Malheureusement pour la Lamborghini P140, Chrysler, qui a acheté la marque sans trop savoir qu’en faire, voit que la Diablo consume tout le cash injecté, et laisse le projet dans les étagères, le temps que le vaisseau amiral n’entre en production. L’histoire va finir de sceller son sort, la Guerre du Golfe, qui entraîne une flambée des prix du pétrole, et l’éclatement de la bulle financière japonaise font chuter violemment les ventes de supercars, mettant à nouveau Sant’Agata dans le rouge.
Chrysler décide alors de se séparer de la marque en 1994. Elle passe alors sous pavillon indonésien, avec MegaTech, une entité ayant à sa tête, entre autres, le fils du président Suharto.
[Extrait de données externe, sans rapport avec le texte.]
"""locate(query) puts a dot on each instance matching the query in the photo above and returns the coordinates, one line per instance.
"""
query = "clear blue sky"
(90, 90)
Ici aussi, les finances sont serrées, et il faudra attendre la prise de contrôle par Audi, pour qu’une petite Lamborghini, qui reprend les caractéristiques de la P140, n’apparaisse.
La Lamborghini P140 de nos jours
Trois ou quatre prototypes de la Lamborghini P140 auraient été produits. On arrive avec certitude à en identifier trois, en tout cas. Le premier est une maquette à l’échelle 1 rouge, qui a servi à la présenter en interne, qui a depuis été détruit.
Le deuxième est le prototype qui a servi aux essais des performance, notamment à Nardo. De couleur orange, on l’a surtout vu lourdement camouflé. Il servira aussi à quelques séances photo, et je n’ai pas réussi à retrouver sa trace.
Le dernier est un prototype complet, qui à un moment, a été accidenté, sans qu’on connaisse les détails. Il a depuis été reconstruit, et il est exposé au Musée Lamborghini. On a également pu le voir dans quelques concours d’élégance.